The derivative suit against Muni Mae joins other subprime-related derivative lawsuits that previously have been filed against, among others, Countrywide, American International Group, Regions Financial, and Bear Stearns. I have not been separately tracking the subprime-related derivative lawsuits, basically because I failed to anticipate that shareholders would file as many subprime-related derivative actions as they have. In response to readers’ inquiries, I will now endeavor to track the subprime-related derivative suits.

Unfortunately, because I am coming at this task belatedly, I may fail to account for derivative lawsuits that were filed previously and of which I am unaware. I would be grateful if readers would let me know of any pending subprime-related derivative lawsuits of which they are aware, so that I can add them to my tally and the list will be as complete as possible.

Subprime Litigation Overview: The field of subprime-related litigation has continued to grow and expand, to the point where it is difficult to get an organized sense of the range of issues and litigants involved. An April 1, 2008 memorandum from the Gibson Dunn law firm entitled “Subprime-Related Securities Litigation: Where Do We Go From Here?” (here) provides a top-level overview of current exposures facing companies involved in subprime-related businesses.
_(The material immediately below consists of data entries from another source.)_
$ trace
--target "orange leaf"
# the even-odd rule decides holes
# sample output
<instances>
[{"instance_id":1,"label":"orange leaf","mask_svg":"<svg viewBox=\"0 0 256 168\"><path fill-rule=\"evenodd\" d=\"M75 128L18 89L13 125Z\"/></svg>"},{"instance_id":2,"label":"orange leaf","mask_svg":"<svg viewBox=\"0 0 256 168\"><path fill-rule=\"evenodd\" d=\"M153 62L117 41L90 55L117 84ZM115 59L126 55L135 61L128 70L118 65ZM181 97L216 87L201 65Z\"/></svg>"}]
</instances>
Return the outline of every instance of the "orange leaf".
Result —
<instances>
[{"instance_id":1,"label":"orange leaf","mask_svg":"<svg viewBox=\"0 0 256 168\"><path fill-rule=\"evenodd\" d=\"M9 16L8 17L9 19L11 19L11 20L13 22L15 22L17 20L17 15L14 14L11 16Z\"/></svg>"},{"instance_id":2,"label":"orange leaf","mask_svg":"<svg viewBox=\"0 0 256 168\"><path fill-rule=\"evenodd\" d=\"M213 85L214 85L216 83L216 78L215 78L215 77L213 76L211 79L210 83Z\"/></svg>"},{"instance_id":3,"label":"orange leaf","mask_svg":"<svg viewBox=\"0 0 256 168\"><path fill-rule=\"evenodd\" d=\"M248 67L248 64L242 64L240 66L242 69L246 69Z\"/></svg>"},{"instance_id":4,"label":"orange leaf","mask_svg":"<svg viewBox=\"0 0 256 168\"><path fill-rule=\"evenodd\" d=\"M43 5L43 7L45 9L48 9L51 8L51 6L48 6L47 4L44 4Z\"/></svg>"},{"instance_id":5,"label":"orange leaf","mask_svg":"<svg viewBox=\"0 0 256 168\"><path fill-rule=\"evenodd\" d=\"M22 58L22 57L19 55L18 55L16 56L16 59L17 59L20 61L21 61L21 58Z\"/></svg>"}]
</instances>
The paper identifies early trends and key defenses, takes a brief look at likely D & O insurance issues, and describes the factors that are likely to affect the likely future direction of this litigation.

A Canadian Backdating Lawsuit: Though the backdating scandal now seems like ancient history, it seems that the lawsuits are still continuing to come in, although the most recent instance involves a Canadian company sued in a Canadian court.
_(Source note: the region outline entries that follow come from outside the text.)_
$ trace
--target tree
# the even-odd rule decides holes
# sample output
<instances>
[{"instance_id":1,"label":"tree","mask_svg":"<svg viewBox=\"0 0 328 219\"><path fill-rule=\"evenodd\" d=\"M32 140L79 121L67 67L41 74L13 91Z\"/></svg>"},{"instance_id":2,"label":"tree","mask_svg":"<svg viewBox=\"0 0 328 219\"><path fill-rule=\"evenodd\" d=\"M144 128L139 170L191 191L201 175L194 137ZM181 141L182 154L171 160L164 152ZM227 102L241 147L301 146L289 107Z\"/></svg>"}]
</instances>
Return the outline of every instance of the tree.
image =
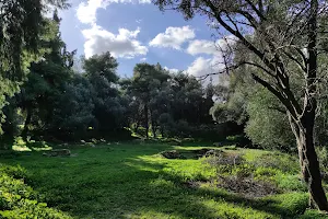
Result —
<instances>
[{"instance_id":1,"label":"tree","mask_svg":"<svg viewBox=\"0 0 328 219\"><path fill-rule=\"evenodd\" d=\"M167 82L169 74L160 65L137 64L133 69L133 78L128 85L131 96L141 104L143 113L143 126L145 136L149 137L149 125L152 124L156 131L156 122L160 116L156 111L156 97L161 94L163 84ZM140 106L139 106L140 107Z\"/></svg>"},{"instance_id":2,"label":"tree","mask_svg":"<svg viewBox=\"0 0 328 219\"><path fill-rule=\"evenodd\" d=\"M155 0L160 9L174 8L186 19L208 16L232 34L238 46L221 48L226 70L246 65L257 68L253 79L268 89L284 106L298 149L301 172L307 185L311 205L328 210L314 145L318 105L320 57L327 53L323 35L327 21L327 1L318 0ZM251 34L251 36L246 35ZM326 47L326 48L325 48ZM234 49L251 51L251 57L231 58ZM297 71L291 74L291 67ZM291 87L293 76L302 79L301 97ZM324 77L325 78L325 77Z\"/></svg>"},{"instance_id":3,"label":"tree","mask_svg":"<svg viewBox=\"0 0 328 219\"><path fill-rule=\"evenodd\" d=\"M0 115L5 116L2 107L8 104L8 96L20 90L32 61L39 60L44 54L42 41L47 30L44 13L50 7L65 9L66 0L7 0L0 7Z\"/></svg>"},{"instance_id":4,"label":"tree","mask_svg":"<svg viewBox=\"0 0 328 219\"><path fill-rule=\"evenodd\" d=\"M57 101L65 93L65 87L72 76L71 67L75 51L69 53L59 31L60 20L57 11L52 20L44 20L48 32L43 35L39 44L44 50L43 60L31 64L27 79L16 94L17 106L26 112L22 137L27 138L32 123L36 128L51 128L52 115Z\"/></svg>"},{"instance_id":5,"label":"tree","mask_svg":"<svg viewBox=\"0 0 328 219\"><path fill-rule=\"evenodd\" d=\"M93 88L95 129L102 135L125 125L126 107L118 91L117 67L117 60L109 51L85 59L83 64L85 77Z\"/></svg>"}]
</instances>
According to news reports (here), a shareholder of Savanna Energy Services Corp. has filed an action in Alberta’s Court of Queen’s Bench against eleven current or former directors and officers of the company, alleging that the defendants manipulated the company’s stock options in order to profit personally. The lawsuit seeks damages equal to the defendants’ ill-gotten gains and a ban on issuing options to the company’s executives. The plaintiffs’ complaint relies on an affidavit from Eric Lie, the University of Iowa professor whose research initially triggered the options backdating scandal. Lie’s affidavit reports “a high statistical probability” that individuals at Savanna backdated options between 2004 and 2007.

Because Savanna is a Canadian company whose shares trade only on the Toronto Stock Exchange and because it has been sued in Canadian court under Canadian law, I have not tried to shoehorn the case into my running tally of options backdating lawsuits (which may be accessed here). The Savanna lawsuit may represent its own unique category of one.
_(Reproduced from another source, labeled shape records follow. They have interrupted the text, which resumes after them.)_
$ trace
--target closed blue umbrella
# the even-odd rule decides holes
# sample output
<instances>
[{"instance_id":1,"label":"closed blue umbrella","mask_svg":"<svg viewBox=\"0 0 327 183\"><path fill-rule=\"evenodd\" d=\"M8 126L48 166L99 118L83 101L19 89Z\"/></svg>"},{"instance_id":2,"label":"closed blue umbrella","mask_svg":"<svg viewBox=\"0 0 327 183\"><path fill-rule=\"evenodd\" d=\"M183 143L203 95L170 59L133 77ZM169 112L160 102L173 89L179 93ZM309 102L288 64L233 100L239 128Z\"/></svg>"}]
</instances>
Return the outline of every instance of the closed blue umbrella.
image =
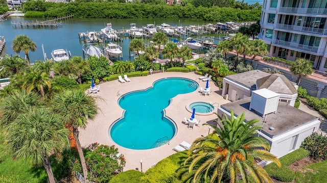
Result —
<instances>
[{"instance_id":1,"label":"closed blue umbrella","mask_svg":"<svg viewBox=\"0 0 327 183\"><path fill-rule=\"evenodd\" d=\"M191 117L191 118L194 119L195 118L195 108L193 108L193 112L192 113L192 116Z\"/></svg>"},{"instance_id":2,"label":"closed blue umbrella","mask_svg":"<svg viewBox=\"0 0 327 183\"><path fill-rule=\"evenodd\" d=\"M92 83L92 85L91 85L91 86L92 87L92 88L94 87L94 82L93 82L93 78L91 79L91 83Z\"/></svg>"}]
</instances>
Delaware Corporate Law Update: Francis Pileggi has posted on his Delaware Corporate and Commerical Litigation Blog (here) an interesting series of posts (here, here and here) reporting on the proceedings at Tulane University’s Corporate Law Institute, which took place this past week. The posts include a number of interesting commentaries from members of the Delaware judiciary. Francis’s post (here) about Delaware law regarding the sale of companies is particularly noteworthy and interesting, particularly Vice Chancellor Strine’s remarks about the duties of boards of companies in the process of the sale of a company.

Death by Blogging?: Readers who may not appreciate how stressful it can be to maintain a blog may want to review the April 6, 2008 New York Times article entitled “In Web World of 24/7 Stress, Writers Blog Till They Drop” (here), which surveys the toll that blogging is taking on some authors.

While no one here at The D & O Diary seems to be in any immediate danger, maintaining the blog is unquestionably stressful. The authors described in the Times article are (or rather, were) at least getting paid for their troubles, whereas The D & O Diary lacks even that consolation. Our blogging efforts defy Samuel Johnson’s sage words that “No man but a blockhead ever wrote except for money” — words that we frequently contemplate to our distress. Yet on we blog, as if by compulsion. A blog is indeed a harsh mistress.